Birthday special: Kapil Dev – The fast-bowling all-rounder India still yearns for

Kapil Dev, India’s best pace all-rounder till date, will always be remembered in the annals of Indian cricket history as the captain who played a pioneering role in transforming the course of Indian cricket. Kapil is hailed as the most celebrated Indian captain for leading India to their first-ever World Cup title in 1983.

Making his First-Class debut for Haryana, Kapil impressed everyone with his lethal out-swinging deliveries and ability of batting in the lower middle-order. In 275 first-class games, the all-rounder scored 11,356 runs and took 835 wickets while in 309 List A games, he had 5,461 runs and 335 wickets to his name. The all-rounder quickly rose through the ranks and played his first international match for India against Pakistan, at the age of 19.

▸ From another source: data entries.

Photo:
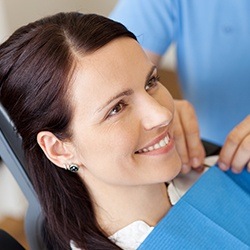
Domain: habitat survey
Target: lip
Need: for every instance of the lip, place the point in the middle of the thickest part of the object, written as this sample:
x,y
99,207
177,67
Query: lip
x,y
157,140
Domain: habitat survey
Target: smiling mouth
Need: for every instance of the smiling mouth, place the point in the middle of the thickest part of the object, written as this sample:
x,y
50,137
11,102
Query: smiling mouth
x,y
162,143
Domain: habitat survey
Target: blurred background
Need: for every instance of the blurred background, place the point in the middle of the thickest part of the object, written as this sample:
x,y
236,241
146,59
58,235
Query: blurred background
x,y
13,14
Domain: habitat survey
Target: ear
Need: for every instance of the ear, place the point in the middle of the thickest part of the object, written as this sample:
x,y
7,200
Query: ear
x,y
57,151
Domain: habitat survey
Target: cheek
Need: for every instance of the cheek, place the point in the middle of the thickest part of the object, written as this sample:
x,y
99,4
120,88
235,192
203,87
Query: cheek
x,y
107,145
166,99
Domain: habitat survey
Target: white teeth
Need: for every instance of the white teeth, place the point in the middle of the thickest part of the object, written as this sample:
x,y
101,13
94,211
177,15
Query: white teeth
x,y
162,143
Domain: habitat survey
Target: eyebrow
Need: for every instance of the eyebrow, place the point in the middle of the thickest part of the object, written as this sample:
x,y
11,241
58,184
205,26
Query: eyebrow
x,y
127,92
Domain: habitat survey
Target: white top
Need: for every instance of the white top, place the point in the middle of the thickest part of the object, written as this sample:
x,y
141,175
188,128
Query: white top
x,y
131,236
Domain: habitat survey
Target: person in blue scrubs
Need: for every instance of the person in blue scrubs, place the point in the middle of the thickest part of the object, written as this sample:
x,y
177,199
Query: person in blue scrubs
x,y
213,61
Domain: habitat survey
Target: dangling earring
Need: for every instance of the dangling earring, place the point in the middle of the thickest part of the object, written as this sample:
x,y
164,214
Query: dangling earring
x,y
72,167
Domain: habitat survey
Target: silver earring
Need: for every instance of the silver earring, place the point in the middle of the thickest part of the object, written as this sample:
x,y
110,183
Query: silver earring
x,y
72,167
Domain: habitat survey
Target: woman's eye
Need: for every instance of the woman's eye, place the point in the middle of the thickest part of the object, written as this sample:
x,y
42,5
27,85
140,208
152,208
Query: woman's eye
x,y
117,108
152,83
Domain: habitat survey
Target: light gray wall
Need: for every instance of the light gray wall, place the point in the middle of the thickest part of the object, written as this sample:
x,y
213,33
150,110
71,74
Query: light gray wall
x,y
14,13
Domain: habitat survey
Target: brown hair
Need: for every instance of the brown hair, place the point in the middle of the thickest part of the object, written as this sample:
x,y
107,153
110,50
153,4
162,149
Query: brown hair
x,y
36,65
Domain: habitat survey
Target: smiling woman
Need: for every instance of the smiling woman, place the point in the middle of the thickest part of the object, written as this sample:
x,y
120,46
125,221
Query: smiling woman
x,y
97,129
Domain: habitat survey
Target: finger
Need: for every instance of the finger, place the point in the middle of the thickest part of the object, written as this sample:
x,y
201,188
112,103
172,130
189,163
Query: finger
x,y
233,141
189,122
242,156
181,143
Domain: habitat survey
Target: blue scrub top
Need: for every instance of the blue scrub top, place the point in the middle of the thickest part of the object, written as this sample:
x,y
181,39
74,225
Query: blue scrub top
x,y
213,53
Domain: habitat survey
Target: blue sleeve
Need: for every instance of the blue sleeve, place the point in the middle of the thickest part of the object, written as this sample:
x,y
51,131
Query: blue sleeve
x,y
153,22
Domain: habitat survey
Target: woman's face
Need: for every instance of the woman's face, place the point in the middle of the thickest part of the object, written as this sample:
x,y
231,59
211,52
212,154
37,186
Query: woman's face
x,y
122,122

Though the all-rounder had an unimpressive debut on the big stage, with the passage of time, he proved himself as a prominent member of the Indian cricket team. The steady performance with the ball and the useful contributions with the bat made him a regular feature in the Indian side and a good candidate for leadership.

Career highlights

In the 1982-83 season, Kapil Dev replaced Sunil Gavaskar as Indian captain and was given the responsibility of leading the team in the 1983 World Cup. India started their campaign in the marquee event defeating the mighty West Indies followed by a comprehensive victory against Zimbabwe. Continuing their domination, India became the World Champions after defeating the West Indies again in the low-scoring final at Lord’s. The World Cup-winning captain Kapil Dev became a household name.

However, after that, the world saw a dip in Kapil’s form as a batsman and captain as India lost the 1987 World Cup at home. India had to face a defeat against Australia in the semi-finals as Dev held himself responsible for the loss and never captained the Indian cricket team again. However, he continued his stint as the fast bowler for the Men in Blue until he retired in 1994 as Test cricket’s highest wicket-taker.

The lanky all-rounder finished his golden period in Indian cricket with 5284 runs and 434 scalps in 131 Test matches. His exploits continued in the One Day Internationals too as in 225 fixtures he amassed 3,783 runs and took 253 wickets while maintaining an economy of 3.71. He still holds the unique record of having scored more than 4000 runs in Test cricket while taking 400 wickets.

The former Indian captain turns 63-year-old today and will always be remembered for winning the first-ever World Cup for India.